Drivers going down Canton Highway (Hwy. 20) may have noticed crews moving dirt near Forsyth Central High School for the new Cumming City Center, but that’s not all that’s been going on with the project recently.

As crews on the ground work to get the site ready, those behind the scenes are getting plans together to make the city center a reality.

Jennifer Archer, city center property manager, said a lot has been done and she’s been hearing a lot of excitement from the community.

“Most of the feedback we have received has been very positive. People from all over the county seem to be excited to have this unique space coming to their community,” Archer said. “While we do have some other larger retail developments in the county, the Cumming City Center will be special in that it will provide so much more than just shopping and dining. The green spaces, the water features, the walking trails, the pocket parks and amphitheater spaces will allow for so many more unique experiences.”

A campaign promise of Mayor Troy Brumbalow, the city center will be located on Canton Highway and will abut Forsyth Central on a 75-acre plot of land.
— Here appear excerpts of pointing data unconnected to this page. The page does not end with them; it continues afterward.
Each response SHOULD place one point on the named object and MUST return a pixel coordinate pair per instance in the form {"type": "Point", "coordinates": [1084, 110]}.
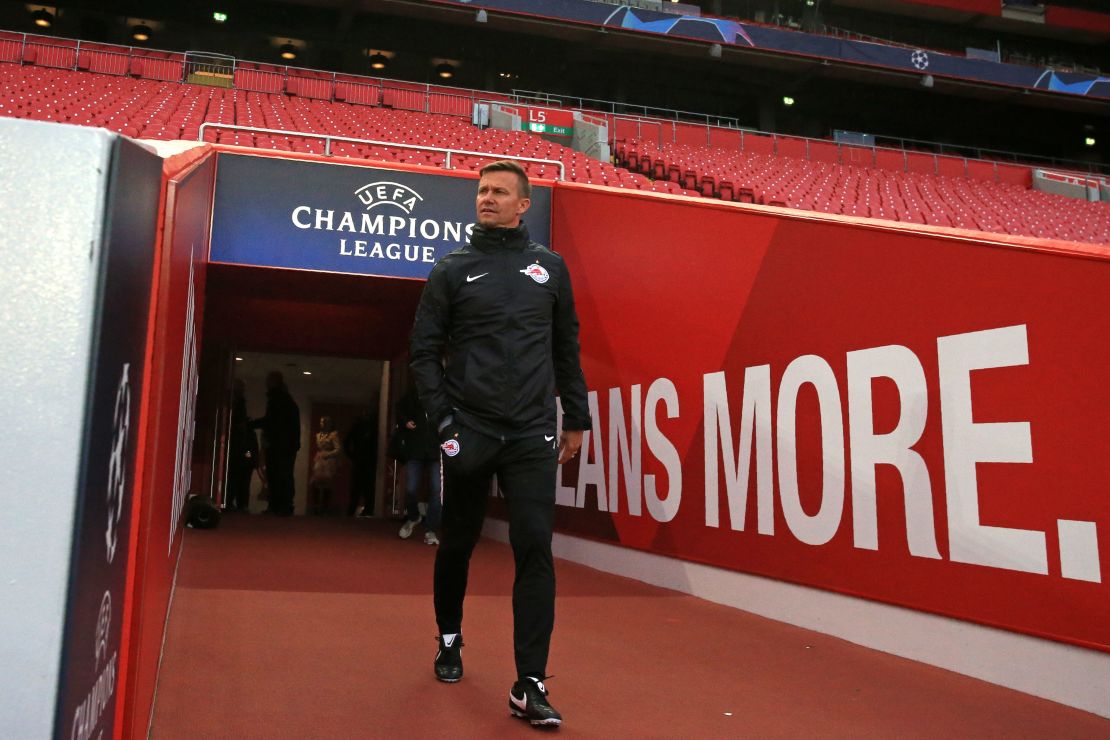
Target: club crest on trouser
{"type": "Point", "coordinates": [537, 273]}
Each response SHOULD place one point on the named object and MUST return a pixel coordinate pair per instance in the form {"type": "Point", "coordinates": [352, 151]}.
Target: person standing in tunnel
{"type": "Point", "coordinates": [495, 336]}
{"type": "Point", "coordinates": [281, 439]}
{"type": "Point", "coordinates": [242, 454]}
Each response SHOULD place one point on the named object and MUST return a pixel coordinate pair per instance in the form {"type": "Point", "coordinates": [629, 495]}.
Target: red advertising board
{"type": "Point", "coordinates": [547, 120]}
{"type": "Point", "coordinates": [178, 308]}
{"type": "Point", "coordinates": [900, 415]}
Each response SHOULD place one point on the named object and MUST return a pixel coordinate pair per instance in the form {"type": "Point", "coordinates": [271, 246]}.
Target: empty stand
{"type": "Point", "coordinates": [798, 173]}
{"type": "Point", "coordinates": [150, 109]}
{"type": "Point", "coordinates": [907, 186]}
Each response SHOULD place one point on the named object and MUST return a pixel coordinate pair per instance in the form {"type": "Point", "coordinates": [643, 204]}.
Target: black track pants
{"type": "Point", "coordinates": [525, 469]}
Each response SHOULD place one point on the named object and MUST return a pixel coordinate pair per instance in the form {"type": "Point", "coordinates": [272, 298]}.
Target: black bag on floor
{"type": "Point", "coordinates": [201, 513]}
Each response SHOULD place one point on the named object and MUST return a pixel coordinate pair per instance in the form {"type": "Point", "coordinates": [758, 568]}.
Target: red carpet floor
{"type": "Point", "coordinates": [323, 628]}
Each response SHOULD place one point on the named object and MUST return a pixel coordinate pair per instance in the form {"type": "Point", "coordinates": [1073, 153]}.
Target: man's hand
{"type": "Point", "coordinates": [568, 445]}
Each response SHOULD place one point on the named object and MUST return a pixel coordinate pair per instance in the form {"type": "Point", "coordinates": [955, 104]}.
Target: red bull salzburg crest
{"type": "Point", "coordinates": [537, 273]}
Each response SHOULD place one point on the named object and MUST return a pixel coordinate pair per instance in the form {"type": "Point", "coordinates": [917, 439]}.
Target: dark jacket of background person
{"type": "Point", "coordinates": [281, 426]}
{"type": "Point", "coordinates": [417, 444]}
{"type": "Point", "coordinates": [513, 338]}
{"type": "Point", "coordinates": [243, 443]}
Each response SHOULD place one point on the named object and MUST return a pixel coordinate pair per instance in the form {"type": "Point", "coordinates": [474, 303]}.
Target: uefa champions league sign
{"type": "Point", "coordinates": [340, 218]}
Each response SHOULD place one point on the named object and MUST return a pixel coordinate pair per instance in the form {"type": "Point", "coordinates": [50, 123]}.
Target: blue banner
{"type": "Point", "coordinates": [340, 218]}
{"type": "Point", "coordinates": [753, 36]}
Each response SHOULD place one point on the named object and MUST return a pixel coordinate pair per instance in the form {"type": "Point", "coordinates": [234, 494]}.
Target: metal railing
{"type": "Point", "coordinates": [328, 139]}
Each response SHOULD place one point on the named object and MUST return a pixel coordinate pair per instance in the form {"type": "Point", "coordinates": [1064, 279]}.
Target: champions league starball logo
{"type": "Point", "coordinates": [118, 460]}
{"type": "Point", "coordinates": [537, 273]}
{"type": "Point", "coordinates": [103, 627]}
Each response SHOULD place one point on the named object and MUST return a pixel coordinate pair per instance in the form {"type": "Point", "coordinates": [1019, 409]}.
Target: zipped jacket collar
{"type": "Point", "coordinates": [495, 240]}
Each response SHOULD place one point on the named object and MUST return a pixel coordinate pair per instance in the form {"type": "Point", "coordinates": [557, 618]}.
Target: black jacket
{"type": "Point", "coordinates": [281, 426]}
{"type": "Point", "coordinates": [500, 312]}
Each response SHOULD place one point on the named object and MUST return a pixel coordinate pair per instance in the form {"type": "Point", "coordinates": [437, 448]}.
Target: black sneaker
{"type": "Point", "coordinates": [448, 660]}
{"type": "Point", "coordinates": [528, 700]}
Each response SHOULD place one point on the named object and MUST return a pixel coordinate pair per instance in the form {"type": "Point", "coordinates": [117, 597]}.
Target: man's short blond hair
{"type": "Point", "coordinates": [510, 165]}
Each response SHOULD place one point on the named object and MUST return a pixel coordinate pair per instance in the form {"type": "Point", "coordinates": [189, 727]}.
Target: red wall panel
{"type": "Point", "coordinates": [980, 170]}
{"type": "Point", "coordinates": [979, 7]}
{"type": "Point", "coordinates": [178, 306]}
{"type": "Point", "coordinates": [859, 155]}
{"type": "Point", "coordinates": [917, 162]}
{"type": "Point", "coordinates": [820, 151]}
{"type": "Point", "coordinates": [1016, 174]}
{"type": "Point", "coordinates": [757, 144]}
{"type": "Point", "coordinates": [1085, 20]}
{"type": "Point", "coordinates": [688, 133]}
{"type": "Point", "coordinates": [951, 166]}
{"type": "Point", "coordinates": [725, 139]}
{"type": "Point", "coordinates": [790, 147]}
{"type": "Point", "coordinates": [918, 438]}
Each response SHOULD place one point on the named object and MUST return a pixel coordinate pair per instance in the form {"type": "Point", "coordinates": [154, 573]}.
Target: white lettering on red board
{"type": "Point", "coordinates": [767, 434]}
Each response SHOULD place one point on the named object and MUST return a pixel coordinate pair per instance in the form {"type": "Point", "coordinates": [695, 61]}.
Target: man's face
{"type": "Point", "coordinates": [500, 203]}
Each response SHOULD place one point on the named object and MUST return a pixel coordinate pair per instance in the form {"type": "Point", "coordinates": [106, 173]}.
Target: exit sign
{"type": "Point", "coordinates": [547, 121]}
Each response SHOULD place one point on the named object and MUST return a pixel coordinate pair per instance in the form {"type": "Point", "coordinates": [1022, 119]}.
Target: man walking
{"type": "Point", "coordinates": [281, 439]}
{"type": "Point", "coordinates": [495, 335]}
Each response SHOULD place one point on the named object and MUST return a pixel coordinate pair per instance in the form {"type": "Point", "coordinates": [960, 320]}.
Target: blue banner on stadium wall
{"type": "Point", "coordinates": [340, 218]}
{"type": "Point", "coordinates": [753, 36]}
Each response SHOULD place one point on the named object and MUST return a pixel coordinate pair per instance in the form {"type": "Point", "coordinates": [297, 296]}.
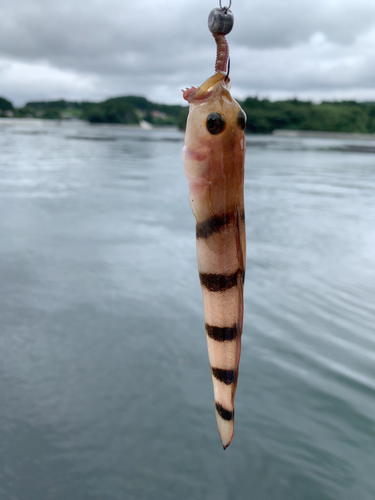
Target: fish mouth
{"type": "Point", "coordinates": [205, 90]}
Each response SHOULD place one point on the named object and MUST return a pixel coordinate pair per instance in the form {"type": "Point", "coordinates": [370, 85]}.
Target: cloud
{"type": "Point", "coordinates": [95, 49]}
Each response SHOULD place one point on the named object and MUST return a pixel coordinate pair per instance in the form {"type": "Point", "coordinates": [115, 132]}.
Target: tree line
{"type": "Point", "coordinates": [263, 116]}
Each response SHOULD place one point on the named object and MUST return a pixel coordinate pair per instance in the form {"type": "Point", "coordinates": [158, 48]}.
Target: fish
{"type": "Point", "coordinates": [214, 157]}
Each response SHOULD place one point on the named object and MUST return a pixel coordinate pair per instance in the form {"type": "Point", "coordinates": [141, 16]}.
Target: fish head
{"type": "Point", "coordinates": [214, 140]}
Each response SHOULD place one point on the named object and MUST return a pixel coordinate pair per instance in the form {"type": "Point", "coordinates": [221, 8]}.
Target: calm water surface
{"type": "Point", "coordinates": [105, 386]}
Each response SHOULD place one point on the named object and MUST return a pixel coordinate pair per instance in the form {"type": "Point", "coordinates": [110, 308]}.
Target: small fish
{"type": "Point", "coordinates": [213, 156]}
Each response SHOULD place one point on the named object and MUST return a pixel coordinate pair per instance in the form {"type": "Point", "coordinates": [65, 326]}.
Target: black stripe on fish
{"type": "Point", "coordinates": [222, 334]}
{"type": "Point", "coordinates": [219, 282]}
{"type": "Point", "coordinates": [228, 377]}
{"type": "Point", "coordinates": [214, 224]}
{"type": "Point", "coordinates": [224, 414]}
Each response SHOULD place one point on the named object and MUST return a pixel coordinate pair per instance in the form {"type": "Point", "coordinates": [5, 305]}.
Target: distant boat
{"type": "Point", "coordinates": [145, 125]}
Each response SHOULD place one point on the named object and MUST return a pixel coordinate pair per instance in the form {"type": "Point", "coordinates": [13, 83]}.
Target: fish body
{"type": "Point", "coordinates": [213, 156]}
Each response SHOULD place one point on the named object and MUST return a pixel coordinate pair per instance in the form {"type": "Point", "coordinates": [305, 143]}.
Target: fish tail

The development is planned to have a classic “Main-street America” theme that will feature an amphitheater, a trail system, parks, space for businesses and a lake with two fountains.

Across Canton Highway, about 14 acres will also be donated to the city and will include other walking trails.

Forsyth Central and the city center will share a parking lot located northwest of the school’s football stadium. Though the center will largely be green space and businesses, the Cumming Police Department and the city’s municipal court will also move to the development.

“We think this will become a true gathering place for the entire community, and it seems most people are excited to have a facility like that right here in Cumming rather than having to drive to other cities to experience those hometown, memory-making moments with their families and friends,” Archer said.

Archer said one part of the plans that has changed was a proposed theater, which is no longer in the works after the Forsyth County Board of Education announced an upcoming performing arts center on Dahlonega Highway.

“While we will still have a building that looks like a theater, it will have a repurposed function as space for office over retail,” Archer said. “In other words, it will look like a theater from the outside but will actually be retail and office space on the inside.”

Another new feature is a plan for a grand staircase from the street level to the amphitheater, which will lead to a fountain that will give locals a unique way to get involved with the project.

“The fountain will be surrounded by bricks that the community will be able to purchase,” Archer said. “We are still in the process of working out all the details of this community-driven ‘buy-a-brick’ program, but we wanted to offer this as a way for residents and businesses to all have an opportunity to ‘leave their signature,’ so to speak, on the City Center for future generations.”

Archer said some of the next steps are hiring a general contractor. Bids for the project were due to the city by Oct. 18. Construction is expected to begin next spring and the city center is slated to open August of 2021.